Values aren’t practices.  A practice is an activity or action.  A practice that works in one situation may not work in another. Why? because practices apply to specific situations.  Since my second son, David, loved hanging out with friends, sending him to his room when he misbehaved was an effective form of discipline. If I restricted my third son, Paul, like that, he would have been indifferent. Why?  Because Paul enjoyed playing computer games.  That example demonstrates the importance of adapting our practices to different situation.     


But let’s look deeper.  Values aren’t principles.  A principle is an external truth that is as reliable as a physical law.  A value is a principle we’ve internalized and made our own.  For instance, a principle of life might say, “Exercise and healthy eating produce strong bodies.”  Everyone would say that principle is true.  But those who watch what they eat and exercise regularly have made that principle a value.  When we internalize a principle we demonstrate that we “value” the principle.  Ultimately, we want to base our behavior and decisions on values, not circumstances or feelings. We want to internalize God’s word and so value its principles that they drive our decisions and actions.


King David demonstrated value driven behavior in Psalm 15.  If you take a few minutes and read the psalm you’ll notice that king said the person who enjoys the presence of God and lives a blameless life is the one who “speaks the truth from his heart” (vv. 1-2).  Because he values truth in his heart, his words express truth.  Because he values kindness, “he does his neighbor no wrong” (v. 3).  Because he values honesty he “keeps his oath even when it hurts” (v. 4).  Because he values justice he “does not accept a bribe against the innocent” (v. 5).

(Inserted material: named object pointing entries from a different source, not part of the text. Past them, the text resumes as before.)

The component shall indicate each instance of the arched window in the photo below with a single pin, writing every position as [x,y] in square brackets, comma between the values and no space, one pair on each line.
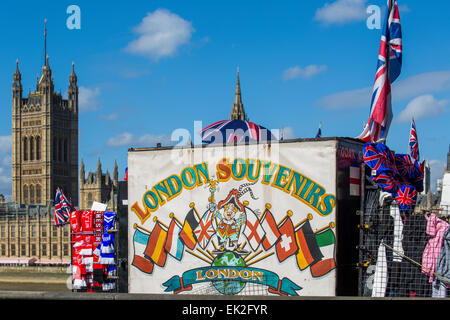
[31,148]
[38,193]
[60,151]
[66,150]
[38,148]
[25,194]
[89,200]
[32,194]
[25,149]
[55,148]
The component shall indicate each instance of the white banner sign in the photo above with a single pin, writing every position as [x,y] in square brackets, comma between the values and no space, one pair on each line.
[257,220]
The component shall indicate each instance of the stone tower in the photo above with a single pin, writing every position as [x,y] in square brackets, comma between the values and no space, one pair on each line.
[238,112]
[98,187]
[44,139]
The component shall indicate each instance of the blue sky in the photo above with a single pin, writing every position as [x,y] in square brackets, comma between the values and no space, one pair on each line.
[147,68]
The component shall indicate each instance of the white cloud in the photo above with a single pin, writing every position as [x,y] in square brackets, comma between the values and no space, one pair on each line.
[109,117]
[408,88]
[146,140]
[88,99]
[341,11]
[161,33]
[306,72]
[436,172]
[424,106]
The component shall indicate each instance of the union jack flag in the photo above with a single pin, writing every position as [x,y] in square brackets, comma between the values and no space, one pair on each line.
[406,197]
[378,157]
[406,166]
[62,208]
[413,142]
[388,69]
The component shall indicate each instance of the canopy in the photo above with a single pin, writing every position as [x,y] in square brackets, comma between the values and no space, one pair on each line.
[235,131]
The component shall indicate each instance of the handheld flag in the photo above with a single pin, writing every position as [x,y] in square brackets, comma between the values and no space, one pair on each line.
[388,69]
[62,208]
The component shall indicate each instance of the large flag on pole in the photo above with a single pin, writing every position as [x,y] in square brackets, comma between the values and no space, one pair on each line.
[413,142]
[388,69]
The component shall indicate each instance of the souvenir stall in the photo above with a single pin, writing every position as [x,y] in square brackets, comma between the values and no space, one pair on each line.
[94,254]
[404,252]
[93,246]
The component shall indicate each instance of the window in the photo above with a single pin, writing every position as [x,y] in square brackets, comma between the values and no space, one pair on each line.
[25,194]
[60,150]
[31,148]
[25,149]
[32,194]
[55,148]
[38,148]
[38,193]
[89,200]
[65,150]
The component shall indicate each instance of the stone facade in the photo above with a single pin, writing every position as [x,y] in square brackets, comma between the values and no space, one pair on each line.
[98,187]
[44,140]
[28,235]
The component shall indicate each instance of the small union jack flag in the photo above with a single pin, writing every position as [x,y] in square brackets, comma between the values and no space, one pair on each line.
[388,69]
[378,157]
[406,197]
[62,208]
[413,142]
[386,182]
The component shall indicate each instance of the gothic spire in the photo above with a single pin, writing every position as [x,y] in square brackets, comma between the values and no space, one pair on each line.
[238,112]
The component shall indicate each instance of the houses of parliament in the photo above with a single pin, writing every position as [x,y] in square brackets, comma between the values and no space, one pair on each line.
[44,158]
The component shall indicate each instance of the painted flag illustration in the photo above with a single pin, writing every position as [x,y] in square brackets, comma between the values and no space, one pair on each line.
[388,69]
[174,246]
[62,208]
[308,250]
[155,245]
[253,229]
[205,230]
[187,232]
[413,142]
[326,241]
[140,240]
[406,197]
[287,245]
[271,229]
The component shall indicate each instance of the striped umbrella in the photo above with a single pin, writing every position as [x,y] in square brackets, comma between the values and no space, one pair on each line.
[235,131]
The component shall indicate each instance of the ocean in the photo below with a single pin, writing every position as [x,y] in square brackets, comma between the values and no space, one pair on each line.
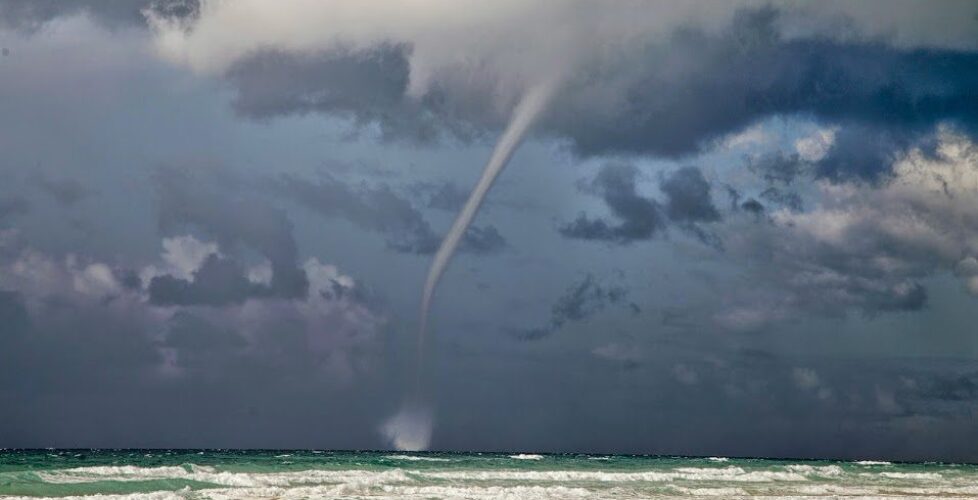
[223,474]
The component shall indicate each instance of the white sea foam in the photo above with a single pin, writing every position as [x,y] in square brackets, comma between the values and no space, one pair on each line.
[727,481]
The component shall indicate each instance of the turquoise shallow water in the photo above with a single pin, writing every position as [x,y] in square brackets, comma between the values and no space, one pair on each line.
[183,474]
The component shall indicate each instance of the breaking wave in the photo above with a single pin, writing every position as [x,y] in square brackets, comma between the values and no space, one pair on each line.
[491,476]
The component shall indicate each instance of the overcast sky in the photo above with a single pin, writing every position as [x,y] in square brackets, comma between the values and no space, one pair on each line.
[738,228]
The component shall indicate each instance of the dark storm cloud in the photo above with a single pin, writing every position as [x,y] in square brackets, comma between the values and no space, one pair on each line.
[781,197]
[678,95]
[11,206]
[578,303]
[382,210]
[639,218]
[219,281]
[778,167]
[703,86]
[753,206]
[13,314]
[862,152]
[191,199]
[688,195]
[366,85]
[30,15]
[688,203]
[65,191]
[447,196]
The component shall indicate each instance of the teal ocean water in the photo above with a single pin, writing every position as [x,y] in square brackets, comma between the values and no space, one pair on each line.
[161,474]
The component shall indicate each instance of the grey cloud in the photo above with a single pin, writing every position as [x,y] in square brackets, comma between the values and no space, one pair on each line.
[382,210]
[689,199]
[778,167]
[447,196]
[640,217]
[784,198]
[31,15]
[219,281]
[701,86]
[670,99]
[65,191]
[190,199]
[688,205]
[13,205]
[578,303]
[365,85]
[753,206]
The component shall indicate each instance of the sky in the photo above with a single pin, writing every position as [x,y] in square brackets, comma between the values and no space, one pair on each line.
[742,228]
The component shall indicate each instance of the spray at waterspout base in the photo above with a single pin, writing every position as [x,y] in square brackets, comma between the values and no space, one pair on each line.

Value driven people reap a great benefit from God.  David said they “will never be shaken.”  The more we allow biblical values to drive our decisions and practices, regardless of what may happen around us, the more confident we can be that our choices and actions reflect godly wisdom. That confidence provides emotional and spiritual stability.  And it will help us to lead others in a way that honors God and strengthens our kingdom influence.